The absence of demand forecasting also prevents stakeholders from identifying which commodities actually face shortages versus those with adequate supply. Vegetables such as potatoes and cabbage often remain abundant during Ramazan, yet others experience sharp price spikes due to perceived scarcity.
Muhammad Ali Iqbal, President of Concave Agri Services, said much of Pakistan’s fruit supply during Ramazan is either off-season or transitioning between regions, making advance supply planning even more critical. “All major fruits are either ending or starting their seasons around this time,” he said. “Without demand projections, farmers and traders rely on speculation.”
Stakeholders argue that the government could use historical price and production data to identify around 15 high-consumption Ramazan commodities and forecast expected demand gaps several months in advance.
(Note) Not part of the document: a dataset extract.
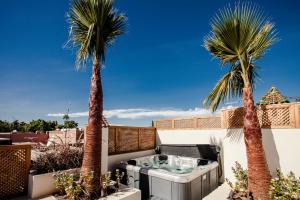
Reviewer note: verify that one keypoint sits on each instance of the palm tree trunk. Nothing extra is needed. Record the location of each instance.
(93, 137)
(258, 171)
Farmers could then be encouraged, through extension services or incentives, to adjust planting schedules or acreage.
Such planning is common in more formalised agricultural economies, where seasonal consumption events, from holidays to export windows, are integrated into crop calendars and supply chains. Pakistan, by contrast, lacks even basic datasets linking consumption cycles to production patterns. “There is no institutional capacity monitoring which fruits and vegetables see recurring Ramazan spikes,” Shah said. “Without that, you cannot guide farmers on what to grow or when.”
Analysts add that the planning gap interacts with other structural weaknesses, particularly limited cold storage and unreliable rural electricity. Because farmers cannot store produce cheaply, they are unable to smooth supply across weeks, increasing dependence on traders who control storage and release timing.
The result is a recurring cycle: farmers plant based on guesswork, traders anticipate Ramazan demand and hold stock, and consumers face price surges framed as inevitable seasonal effects.
Experts emphasise that improved forecasting would not necessarily suppress farmer incomes. Instead, it could stabilise both prices and production by aligning supply more closely with predictable consumption peaks.
“If the goal is only to cap prices, farmers lose incentive,” Shah said. “But if you encourage supply ahead of demand, both farmers and consumers benefit.” Agriculture specialists suggest a phased approach: short-term analysis of historical Ramazan price behaviour; medium-term crop advisories and storage support; and long-term investment in controlled-environment farming to offset seasonal gaps as Ramazan continues to shift through the calendar.